Last Thursday, Sam, along with his coworker and her 11-year-old daughter, and I stood outside in the getting colder to see John Kerry in the Metrodome parking lot. I’m terrible at great masses and distances—so, uh, there were an awful lot of people, and we were awfully far away from the podium. Kerry delivered the familiar stump, but that didn’t mean I wasn’t thrilled to hear it, at least what I could. We were so far back, we couldn’t hear Walter Mondale or Max Cleland at all—it was weird. It seemed less a matter of cranking the volume and more that we were just that far away. When people at the fore started a chant, it took seven or eight times until it tumbled back loud enough so we could hear it and fall in proper rhythm. Kerry carried better ’cause you know, he’s just so damn presidential. Minneapolis mayor RT Rybak was also loud enough; I’d never heard him speak before, and he sounds just like Tom Hanks. Since I couldn’t see him well enough to lose this impression (and whenever people raised their signs, which was all the time, the stage was eclipsed entirely), I went with the illusion woo-hoo! it’s Tom Hanks! Uh… yeah. Hee hee.
The best part was when I got home and uploaded my pictures. I knew they’d be a million-mile-away wretched and “neat” only in that it proved I was there (c.f. the giddy forty-something woman who fluttered her fingers before my face and squealed, “I touched his hand last spring!! I touched his hand! Hey, hey! What’s the difference between Vietnam and Iraq? Bush had a plan to get out of Vietnam!” …Hi. Wow. Okay.). But what I didn’t know was that in darkness enveloped by bright red, white and blue lights, flanked by a throng and awe, the Metrodome looks like a spaceship! Just look at it! Bwahahahahahaha! TAKE ME TO YOUR LEADER. Yes, we will! RESISTANCE IS FUTILE. Hooray!

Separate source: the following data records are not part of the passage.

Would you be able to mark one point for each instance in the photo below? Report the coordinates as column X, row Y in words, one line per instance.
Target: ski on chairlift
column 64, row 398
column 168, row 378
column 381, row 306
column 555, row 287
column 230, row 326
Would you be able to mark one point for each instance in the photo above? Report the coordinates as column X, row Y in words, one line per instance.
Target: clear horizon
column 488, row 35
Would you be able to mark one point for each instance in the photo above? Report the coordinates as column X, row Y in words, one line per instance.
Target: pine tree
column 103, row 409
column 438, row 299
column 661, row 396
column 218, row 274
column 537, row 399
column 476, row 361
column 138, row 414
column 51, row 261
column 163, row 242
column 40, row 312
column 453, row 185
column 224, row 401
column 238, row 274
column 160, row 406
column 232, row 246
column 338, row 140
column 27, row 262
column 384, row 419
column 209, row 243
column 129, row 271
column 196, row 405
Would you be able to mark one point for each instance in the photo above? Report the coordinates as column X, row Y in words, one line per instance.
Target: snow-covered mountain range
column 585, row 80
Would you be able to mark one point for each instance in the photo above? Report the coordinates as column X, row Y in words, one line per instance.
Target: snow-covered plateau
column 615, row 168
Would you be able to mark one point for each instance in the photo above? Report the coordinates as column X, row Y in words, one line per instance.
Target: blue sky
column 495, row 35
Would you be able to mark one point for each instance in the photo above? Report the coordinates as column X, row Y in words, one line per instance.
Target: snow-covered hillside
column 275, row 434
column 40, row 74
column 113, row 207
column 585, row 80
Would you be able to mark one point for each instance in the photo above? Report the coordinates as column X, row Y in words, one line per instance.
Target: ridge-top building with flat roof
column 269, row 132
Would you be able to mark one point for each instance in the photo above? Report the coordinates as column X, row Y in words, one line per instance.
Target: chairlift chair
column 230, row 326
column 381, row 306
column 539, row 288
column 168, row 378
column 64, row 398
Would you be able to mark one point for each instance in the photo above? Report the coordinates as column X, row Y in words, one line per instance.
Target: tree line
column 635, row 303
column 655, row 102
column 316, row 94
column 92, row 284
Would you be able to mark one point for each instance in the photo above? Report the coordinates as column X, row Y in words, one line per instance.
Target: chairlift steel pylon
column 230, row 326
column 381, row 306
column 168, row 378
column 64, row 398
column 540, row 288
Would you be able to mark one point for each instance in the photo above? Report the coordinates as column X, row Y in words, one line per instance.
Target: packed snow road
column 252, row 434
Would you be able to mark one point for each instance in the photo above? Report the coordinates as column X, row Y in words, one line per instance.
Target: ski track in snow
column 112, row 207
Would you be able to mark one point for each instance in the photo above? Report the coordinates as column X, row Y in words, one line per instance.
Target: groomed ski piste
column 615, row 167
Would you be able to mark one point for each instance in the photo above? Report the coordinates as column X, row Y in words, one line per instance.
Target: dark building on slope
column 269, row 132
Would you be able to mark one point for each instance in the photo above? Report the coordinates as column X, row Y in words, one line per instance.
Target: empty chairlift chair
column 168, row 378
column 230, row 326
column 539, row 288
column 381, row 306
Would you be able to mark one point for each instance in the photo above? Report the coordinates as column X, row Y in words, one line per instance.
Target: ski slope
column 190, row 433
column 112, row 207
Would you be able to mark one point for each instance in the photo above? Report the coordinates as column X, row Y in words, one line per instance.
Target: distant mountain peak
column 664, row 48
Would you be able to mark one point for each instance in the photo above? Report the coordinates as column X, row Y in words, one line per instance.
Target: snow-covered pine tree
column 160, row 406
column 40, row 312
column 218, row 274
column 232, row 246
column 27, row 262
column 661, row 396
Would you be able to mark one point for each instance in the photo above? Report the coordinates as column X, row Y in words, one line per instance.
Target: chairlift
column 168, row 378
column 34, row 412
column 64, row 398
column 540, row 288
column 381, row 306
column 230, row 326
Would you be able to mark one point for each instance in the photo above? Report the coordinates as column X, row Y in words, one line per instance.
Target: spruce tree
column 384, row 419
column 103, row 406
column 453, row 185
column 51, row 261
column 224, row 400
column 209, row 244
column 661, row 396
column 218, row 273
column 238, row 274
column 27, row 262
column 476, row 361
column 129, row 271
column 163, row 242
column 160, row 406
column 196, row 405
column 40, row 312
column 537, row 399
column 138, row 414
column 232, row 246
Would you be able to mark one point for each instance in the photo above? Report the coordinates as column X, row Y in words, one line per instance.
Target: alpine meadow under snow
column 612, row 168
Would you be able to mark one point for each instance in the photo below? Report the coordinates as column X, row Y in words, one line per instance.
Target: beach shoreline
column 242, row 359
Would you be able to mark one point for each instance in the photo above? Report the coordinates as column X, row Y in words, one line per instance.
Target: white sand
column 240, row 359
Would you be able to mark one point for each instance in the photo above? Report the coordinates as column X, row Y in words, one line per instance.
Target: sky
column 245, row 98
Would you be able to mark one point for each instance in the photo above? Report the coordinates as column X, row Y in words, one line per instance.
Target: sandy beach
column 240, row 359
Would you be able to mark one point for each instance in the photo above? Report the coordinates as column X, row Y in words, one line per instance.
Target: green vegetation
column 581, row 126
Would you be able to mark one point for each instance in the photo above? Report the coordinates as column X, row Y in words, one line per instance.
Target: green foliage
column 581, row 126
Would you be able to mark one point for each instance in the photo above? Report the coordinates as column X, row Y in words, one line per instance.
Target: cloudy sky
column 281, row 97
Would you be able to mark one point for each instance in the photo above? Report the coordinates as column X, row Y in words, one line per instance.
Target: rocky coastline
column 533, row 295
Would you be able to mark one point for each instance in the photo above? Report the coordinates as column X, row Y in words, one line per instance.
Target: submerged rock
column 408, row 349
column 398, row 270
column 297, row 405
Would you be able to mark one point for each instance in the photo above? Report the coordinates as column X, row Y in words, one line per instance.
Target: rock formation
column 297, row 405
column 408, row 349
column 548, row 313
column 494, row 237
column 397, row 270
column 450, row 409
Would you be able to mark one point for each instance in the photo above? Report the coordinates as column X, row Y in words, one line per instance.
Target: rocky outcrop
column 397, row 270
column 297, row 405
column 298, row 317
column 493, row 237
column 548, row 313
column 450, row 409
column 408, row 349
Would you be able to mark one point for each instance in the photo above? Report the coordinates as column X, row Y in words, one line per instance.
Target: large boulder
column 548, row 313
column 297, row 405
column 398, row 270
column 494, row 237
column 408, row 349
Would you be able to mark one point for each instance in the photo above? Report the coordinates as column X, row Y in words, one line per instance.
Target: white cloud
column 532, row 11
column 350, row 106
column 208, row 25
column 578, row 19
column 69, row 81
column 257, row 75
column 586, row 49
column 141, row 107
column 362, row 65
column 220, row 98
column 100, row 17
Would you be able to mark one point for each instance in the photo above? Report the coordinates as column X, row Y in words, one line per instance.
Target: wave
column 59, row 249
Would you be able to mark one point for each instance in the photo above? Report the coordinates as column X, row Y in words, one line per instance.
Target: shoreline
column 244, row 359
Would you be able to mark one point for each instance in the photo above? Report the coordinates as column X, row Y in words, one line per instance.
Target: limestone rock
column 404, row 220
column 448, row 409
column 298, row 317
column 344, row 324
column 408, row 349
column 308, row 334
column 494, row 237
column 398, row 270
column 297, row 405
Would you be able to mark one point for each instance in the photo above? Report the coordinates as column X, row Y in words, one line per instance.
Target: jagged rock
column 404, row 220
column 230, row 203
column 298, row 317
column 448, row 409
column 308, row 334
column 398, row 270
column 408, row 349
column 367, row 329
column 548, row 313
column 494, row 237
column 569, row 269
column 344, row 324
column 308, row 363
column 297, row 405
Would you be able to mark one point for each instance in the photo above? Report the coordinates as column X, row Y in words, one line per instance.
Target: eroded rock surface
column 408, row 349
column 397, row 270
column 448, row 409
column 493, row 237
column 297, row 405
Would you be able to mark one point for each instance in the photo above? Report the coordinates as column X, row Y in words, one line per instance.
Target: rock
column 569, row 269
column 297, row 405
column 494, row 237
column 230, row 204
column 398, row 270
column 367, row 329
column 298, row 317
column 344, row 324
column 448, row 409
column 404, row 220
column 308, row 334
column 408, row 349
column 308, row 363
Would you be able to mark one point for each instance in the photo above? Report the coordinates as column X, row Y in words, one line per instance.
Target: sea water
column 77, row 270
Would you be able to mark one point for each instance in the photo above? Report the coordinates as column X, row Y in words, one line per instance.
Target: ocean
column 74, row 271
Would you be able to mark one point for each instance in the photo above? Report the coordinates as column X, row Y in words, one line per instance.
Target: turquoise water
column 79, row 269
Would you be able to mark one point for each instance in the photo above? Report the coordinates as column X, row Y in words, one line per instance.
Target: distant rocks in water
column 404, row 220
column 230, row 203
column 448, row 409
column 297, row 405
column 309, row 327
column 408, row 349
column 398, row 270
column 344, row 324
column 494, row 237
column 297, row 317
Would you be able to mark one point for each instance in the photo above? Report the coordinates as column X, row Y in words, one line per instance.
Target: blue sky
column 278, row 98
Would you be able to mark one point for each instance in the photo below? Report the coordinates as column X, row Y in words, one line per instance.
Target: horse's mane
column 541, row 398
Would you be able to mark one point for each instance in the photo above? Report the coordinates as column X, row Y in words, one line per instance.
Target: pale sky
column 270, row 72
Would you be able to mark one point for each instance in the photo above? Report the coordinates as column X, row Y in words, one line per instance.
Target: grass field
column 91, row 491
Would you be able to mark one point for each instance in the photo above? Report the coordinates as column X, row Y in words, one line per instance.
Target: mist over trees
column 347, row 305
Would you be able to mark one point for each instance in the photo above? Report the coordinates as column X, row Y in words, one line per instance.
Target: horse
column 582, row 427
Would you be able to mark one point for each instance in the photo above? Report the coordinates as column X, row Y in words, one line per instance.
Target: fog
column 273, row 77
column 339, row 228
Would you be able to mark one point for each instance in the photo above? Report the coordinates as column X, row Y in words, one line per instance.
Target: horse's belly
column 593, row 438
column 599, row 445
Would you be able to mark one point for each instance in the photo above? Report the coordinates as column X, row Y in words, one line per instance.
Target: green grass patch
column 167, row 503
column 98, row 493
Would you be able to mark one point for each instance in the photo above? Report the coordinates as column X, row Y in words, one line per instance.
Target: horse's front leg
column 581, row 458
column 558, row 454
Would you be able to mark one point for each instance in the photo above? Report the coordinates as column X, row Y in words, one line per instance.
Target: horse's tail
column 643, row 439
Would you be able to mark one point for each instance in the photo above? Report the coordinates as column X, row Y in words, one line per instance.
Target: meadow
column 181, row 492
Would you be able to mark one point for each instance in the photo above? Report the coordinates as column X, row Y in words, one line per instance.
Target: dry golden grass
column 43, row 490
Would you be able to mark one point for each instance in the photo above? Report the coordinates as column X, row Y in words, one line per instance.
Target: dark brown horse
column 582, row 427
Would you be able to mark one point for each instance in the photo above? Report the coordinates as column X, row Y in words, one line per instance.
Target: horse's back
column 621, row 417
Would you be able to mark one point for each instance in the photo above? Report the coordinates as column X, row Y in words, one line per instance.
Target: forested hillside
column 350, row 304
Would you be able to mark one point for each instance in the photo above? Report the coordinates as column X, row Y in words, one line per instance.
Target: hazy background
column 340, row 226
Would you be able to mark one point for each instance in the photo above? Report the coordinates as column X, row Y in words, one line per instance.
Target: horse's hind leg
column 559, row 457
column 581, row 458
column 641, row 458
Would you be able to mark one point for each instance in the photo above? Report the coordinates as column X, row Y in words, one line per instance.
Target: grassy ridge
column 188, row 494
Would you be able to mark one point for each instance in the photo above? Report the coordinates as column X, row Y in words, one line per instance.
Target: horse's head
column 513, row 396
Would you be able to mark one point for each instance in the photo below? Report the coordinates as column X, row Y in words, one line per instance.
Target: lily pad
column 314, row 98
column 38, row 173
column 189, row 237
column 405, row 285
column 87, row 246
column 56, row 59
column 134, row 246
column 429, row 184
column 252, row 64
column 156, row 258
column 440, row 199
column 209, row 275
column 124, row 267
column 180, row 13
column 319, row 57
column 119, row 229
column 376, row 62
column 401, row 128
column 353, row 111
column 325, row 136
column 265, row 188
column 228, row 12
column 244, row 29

I know I’m not alone in looking forward to the campaign hoopla coming to a close. I’m not sap enough to give a crap about the polls, but the process is still a heavy one, and I want to put it down. I just hope it ends when it’s over. Rawr. Original, I know.
On Sunday I craved homemade soup. Paging through my earthy-new agey, hip and hippie cookbook of delicious-sounding but mostly too intimidating recipes, I stumbled across the simple and straightforward Spanish Potato Garlic Soup. It beckoned like a cartoon aroma. The ingredients were familiar and inexpensive, and cooking would warm up my apartment. Though I was essentially sold, the soup’s description and suggested accompanying ambiance tethered me to action through stupefaction and the awakened mystique of the cookbook copywriter:
What could be better than potatoes and onions in a steaming hot, garlicky red broth? Serve it in earthenware bowls. Let there be classical guitar music. Discuss passion and death.
–Moosewood Restaurant Low-Fat Favorites
Oh hell yes! It turned out rather tasty.
The other night I had a hard time falling asleep. When I finally dropped off, I dreamed I couldn’t sleep. Thoughts?